About.com explores the options
Unless is really cold (0 or below), really rainy (rare on Colorado’s Front Range) or really blizzarding (also rare, and when it is, shoveling is aerobic and strengthening), it’s morning for me. First I do a light workout at home, and then my neighbor, Vivian, and I go for a two-mile walk at 7:00 every weekday morning. I grab a pair of poles, and though I’ve offered her loaners, she walks empty-handed. We have been doing this for more than 15 years. But is it the “best” time of day to walk? For us it is, because neither of us generally has a conflict at that time of morning.
Wendy Baumgardner, About.com’s “walking guide,” tackled the topic a few months ago in a piece called “The Best Time of Day to Walk and Exercise.” According to her sources, researchers say 6:00 p.m. is ideal, and maybe it is for people not coming home from work (or not still working), not preparing dinner, not eating dinner, not urging children to get their homework done or anything else that generally happens in the early evening. Walking before the day gets away from many of us is ideal — and for Vivian and me, our regular time has become ingrained. If you find it hard to make time for a daily walk, find a walking companion or small group. My friend, Marcia, and a group of women in Corte Madera, California, get out and walk every weekday morning too.
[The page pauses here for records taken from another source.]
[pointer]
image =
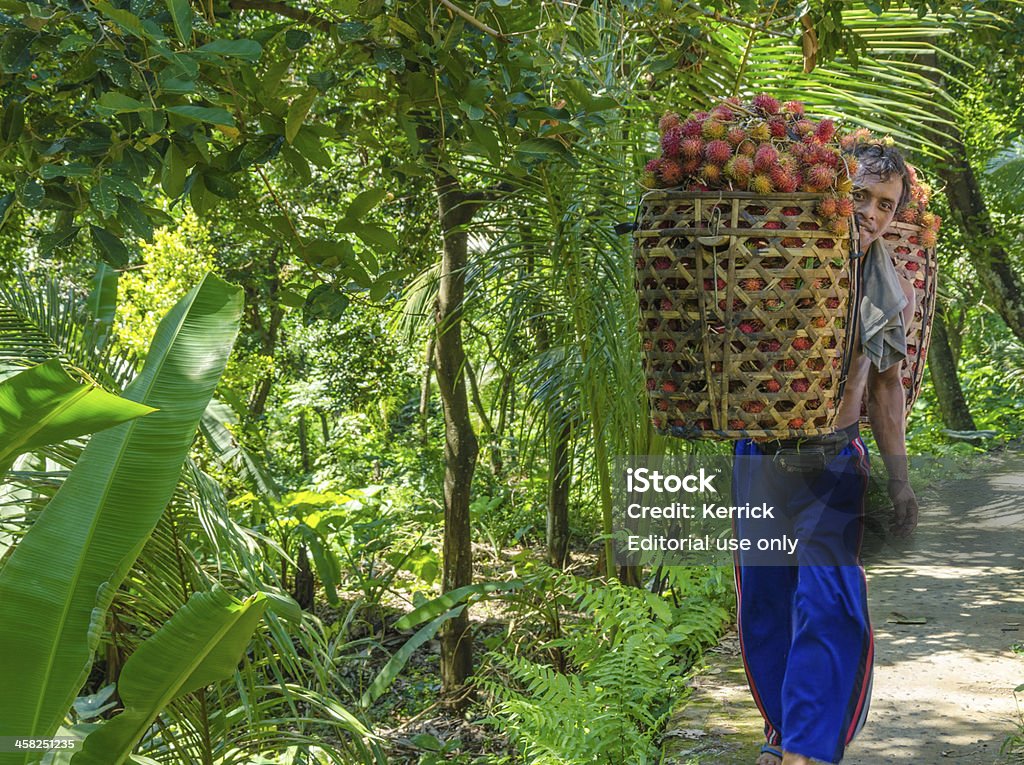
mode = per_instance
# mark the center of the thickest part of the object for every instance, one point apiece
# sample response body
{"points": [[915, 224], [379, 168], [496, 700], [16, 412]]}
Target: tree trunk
{"points": [[303, 441], [461, 447], [983, 244], [942, 368], [560, 430], [425, 392]]}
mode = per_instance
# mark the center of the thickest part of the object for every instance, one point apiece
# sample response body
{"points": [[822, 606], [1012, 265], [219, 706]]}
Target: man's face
{"points": [[875, 205]]}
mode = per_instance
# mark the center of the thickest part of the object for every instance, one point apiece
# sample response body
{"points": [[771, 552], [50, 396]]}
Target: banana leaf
{"points": [[58, 582], [43, 405], [200, 644]]}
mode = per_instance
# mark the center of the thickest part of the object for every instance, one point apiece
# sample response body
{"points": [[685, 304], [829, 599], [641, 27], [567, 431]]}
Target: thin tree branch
{"points": [[283, 9], [470, 18]]}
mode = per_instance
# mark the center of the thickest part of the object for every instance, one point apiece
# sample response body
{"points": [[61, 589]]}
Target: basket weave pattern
{"points": [[744, 312], [919, 265]]}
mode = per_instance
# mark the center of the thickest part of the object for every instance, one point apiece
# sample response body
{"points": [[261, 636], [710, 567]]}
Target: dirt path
{"points": [[946, 611]]}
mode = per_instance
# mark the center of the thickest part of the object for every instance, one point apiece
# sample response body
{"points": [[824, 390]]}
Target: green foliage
{"points": [[86, 552], [625, 661]]}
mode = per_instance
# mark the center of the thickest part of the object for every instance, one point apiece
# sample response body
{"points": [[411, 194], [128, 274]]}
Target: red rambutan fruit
{"points": [[760, 132], [691, 149], [669, 120], [739, 168], [671, 140], [766, 103], [690, 129], [765, 158], [711, 172], [824, 130], [723, 114], [839, 226], [761, 183], [713, 129], [803, 127], [827, 207], [672, 172], [820, 177], [795, 109], [718, 152]]}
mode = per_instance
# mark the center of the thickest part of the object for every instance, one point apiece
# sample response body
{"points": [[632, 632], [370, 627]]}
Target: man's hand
{"points": [[904, 508]]}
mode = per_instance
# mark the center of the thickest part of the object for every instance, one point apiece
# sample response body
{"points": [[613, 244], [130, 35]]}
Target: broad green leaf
{"points": [[247, 49], [213, 115], [181, 14], [119, 102], [57, 584], [325, 301], [395, 665], [172, 174], [44, 406], [110, 246], [366, 202], [6, 205], [102, 303], [203, 642], [449, 599], [297, 112]]}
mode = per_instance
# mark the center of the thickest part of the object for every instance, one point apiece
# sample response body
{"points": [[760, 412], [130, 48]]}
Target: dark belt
{"points": [[810, 455]]}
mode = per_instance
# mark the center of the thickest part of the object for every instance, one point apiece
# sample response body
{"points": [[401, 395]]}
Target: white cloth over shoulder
{"points": [[883, 335]]}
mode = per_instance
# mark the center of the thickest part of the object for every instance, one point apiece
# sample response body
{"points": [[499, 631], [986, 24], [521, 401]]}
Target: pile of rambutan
{"points": [[915, 212], [762, 146]]}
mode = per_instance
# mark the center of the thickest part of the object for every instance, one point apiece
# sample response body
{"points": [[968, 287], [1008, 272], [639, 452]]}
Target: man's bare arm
{"points": [[886, 401]]}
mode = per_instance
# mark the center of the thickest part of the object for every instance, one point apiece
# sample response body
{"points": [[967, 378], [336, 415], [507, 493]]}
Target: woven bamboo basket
{"points": [[744, 306], [921, 266]]}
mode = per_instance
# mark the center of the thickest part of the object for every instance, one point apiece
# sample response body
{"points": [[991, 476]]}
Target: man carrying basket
{"points": [[805, 632]]}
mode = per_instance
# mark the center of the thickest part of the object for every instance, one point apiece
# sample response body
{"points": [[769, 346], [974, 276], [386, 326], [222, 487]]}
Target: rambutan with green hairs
{"points": [[691, 166], [713, 129], [669, 120], [671, 141], [761, 183], [760, 131], [824, 130], [819, 177], [907, 215], [735, 136], [671, 172], [828, 207], [711, 172], [766, 103], [765, 158], [839, 226], [691, 149], [794, 109], [804, 127], [739, 169], [691, 129], [718, 152], [723, 114]]}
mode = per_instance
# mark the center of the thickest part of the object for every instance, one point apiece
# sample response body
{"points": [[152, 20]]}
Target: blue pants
{"points": [[804, 628]]}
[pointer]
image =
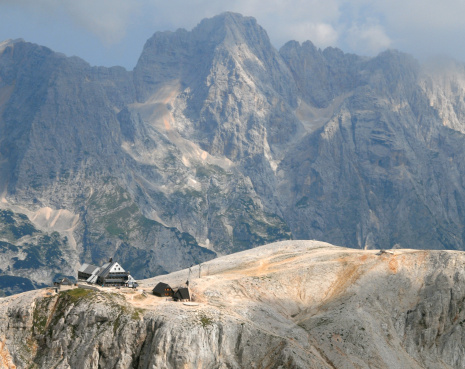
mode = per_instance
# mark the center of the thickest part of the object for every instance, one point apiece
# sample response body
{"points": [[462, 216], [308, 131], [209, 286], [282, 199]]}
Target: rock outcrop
{"points": [[217, 142], [294, 304]]}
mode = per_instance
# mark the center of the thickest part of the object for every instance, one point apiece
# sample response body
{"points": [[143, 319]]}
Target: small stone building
{"points": [[109, 274], [182, 294], [163, 290]]}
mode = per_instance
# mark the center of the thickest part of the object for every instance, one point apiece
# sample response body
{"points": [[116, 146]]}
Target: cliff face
{"points": [[295, 304], [216, 142]]}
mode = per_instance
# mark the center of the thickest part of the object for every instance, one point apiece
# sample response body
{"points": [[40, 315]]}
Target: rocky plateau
{"points": [[291, 304], [216, 142]]}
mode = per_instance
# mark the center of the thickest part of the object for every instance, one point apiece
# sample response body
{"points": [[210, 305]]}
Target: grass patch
{"points": [[205, 321]]}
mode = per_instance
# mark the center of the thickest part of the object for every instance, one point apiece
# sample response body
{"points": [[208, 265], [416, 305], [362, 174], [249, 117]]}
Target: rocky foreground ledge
{"points": [[293, 304]]}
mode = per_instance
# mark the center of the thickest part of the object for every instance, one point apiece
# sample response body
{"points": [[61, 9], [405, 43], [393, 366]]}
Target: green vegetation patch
{"points": [[205, 321]]}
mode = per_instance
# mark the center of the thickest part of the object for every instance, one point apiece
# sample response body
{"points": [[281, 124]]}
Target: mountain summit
{"points": [[216, 143]]}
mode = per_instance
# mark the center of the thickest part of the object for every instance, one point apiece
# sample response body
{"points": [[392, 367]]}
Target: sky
{"points": [[113, 32]]}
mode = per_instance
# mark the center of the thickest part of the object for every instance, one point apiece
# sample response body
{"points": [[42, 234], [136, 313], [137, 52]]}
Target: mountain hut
{"points": [[163, 290], [182, 294]]}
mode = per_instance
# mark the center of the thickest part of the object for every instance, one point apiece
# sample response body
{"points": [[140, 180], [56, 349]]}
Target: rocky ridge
{"points": [[217, 142], [293, 304]]}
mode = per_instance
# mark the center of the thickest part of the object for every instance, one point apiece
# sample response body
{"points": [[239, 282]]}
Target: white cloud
{"points": [[368, 39], [359, 26], [106, 19]]}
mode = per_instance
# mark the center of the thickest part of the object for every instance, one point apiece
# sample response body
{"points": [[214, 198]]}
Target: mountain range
{"points": [[291, 304], [217, 142]]}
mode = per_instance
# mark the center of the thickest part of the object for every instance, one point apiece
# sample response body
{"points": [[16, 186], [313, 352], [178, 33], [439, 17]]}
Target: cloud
{"points": [[359, 26], [106, 19], [368, 39]]}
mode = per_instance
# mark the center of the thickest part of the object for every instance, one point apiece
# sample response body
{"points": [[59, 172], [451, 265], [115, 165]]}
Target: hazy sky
{"points": [[113, 32]]}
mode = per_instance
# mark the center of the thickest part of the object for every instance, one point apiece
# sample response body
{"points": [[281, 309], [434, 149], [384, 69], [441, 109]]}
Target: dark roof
{"points": [[159, 289], [106, 269], [66, 281], [88, 268], [182, 294]]}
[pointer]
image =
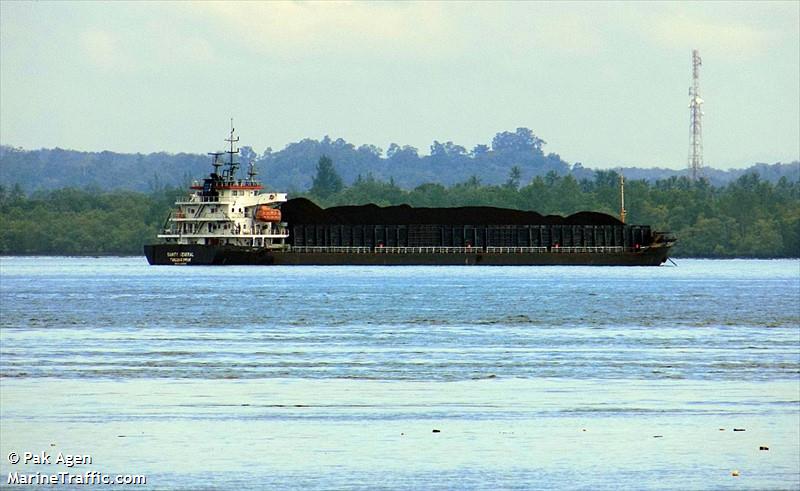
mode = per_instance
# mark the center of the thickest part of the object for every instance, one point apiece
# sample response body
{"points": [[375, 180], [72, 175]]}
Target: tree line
{"points": [[292, 168], [748, 217]]}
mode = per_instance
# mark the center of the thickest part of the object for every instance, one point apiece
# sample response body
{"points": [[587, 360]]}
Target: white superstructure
{"points": [[223, 210]]}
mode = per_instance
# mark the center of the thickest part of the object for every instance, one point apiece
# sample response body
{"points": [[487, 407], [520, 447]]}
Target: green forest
{"points": [[748, 217]]}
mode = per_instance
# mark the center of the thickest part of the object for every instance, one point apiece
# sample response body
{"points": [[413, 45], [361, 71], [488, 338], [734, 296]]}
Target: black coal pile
{"points": [[300, 211]]}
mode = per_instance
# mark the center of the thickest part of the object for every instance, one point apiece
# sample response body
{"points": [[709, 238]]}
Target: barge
{"points": [[230, 221]]}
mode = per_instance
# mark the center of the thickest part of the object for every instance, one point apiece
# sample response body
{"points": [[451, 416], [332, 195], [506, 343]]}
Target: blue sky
{"points": [[604, 84]]}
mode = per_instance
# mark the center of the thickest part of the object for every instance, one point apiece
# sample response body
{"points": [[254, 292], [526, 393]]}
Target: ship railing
{"points": [[587, 249], [427, 250], [331, 249], [514, 250]]}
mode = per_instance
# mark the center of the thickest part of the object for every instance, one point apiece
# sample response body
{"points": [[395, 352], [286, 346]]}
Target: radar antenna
{"points": [[232, 165], [695, 119], [216, 163], [622, 211]]}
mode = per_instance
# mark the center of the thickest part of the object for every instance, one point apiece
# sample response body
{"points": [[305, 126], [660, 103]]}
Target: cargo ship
{"points": [[233, 221]]}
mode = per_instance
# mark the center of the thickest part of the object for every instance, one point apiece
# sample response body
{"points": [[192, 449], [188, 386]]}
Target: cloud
{"points": [[102, 48], [731, 38], [286, 28]]}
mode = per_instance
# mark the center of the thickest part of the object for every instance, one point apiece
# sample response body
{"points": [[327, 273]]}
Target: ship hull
{"points": [[191, 254]]}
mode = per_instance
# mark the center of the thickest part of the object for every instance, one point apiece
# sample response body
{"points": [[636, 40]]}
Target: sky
{"points": [[604, 84]]}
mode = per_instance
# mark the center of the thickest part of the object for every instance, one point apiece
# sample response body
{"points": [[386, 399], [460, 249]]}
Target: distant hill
{"points": [[293, 167]]}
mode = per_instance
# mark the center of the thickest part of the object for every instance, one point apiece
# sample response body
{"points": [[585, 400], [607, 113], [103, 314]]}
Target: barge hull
{"points": [[190, 254]]}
The best time is whenever it works for you! Some of the fitness/nutrition stuff is just nuts (pardon the pun). Exercise revs your metabolism so I would guess morning is a great time… it just doesn’t work for me. I’m more of a mid-day person.
100% agreement from me. I exercise in the morning — except when I’ve taken a class of some sort that met at some other time of day. “Experts” are now saying that exercising for 10 minutes 3X a day is just as effective as one 30-minute workout, but I find that hard to believe — except maybe working with light weights for a few minutes here and there.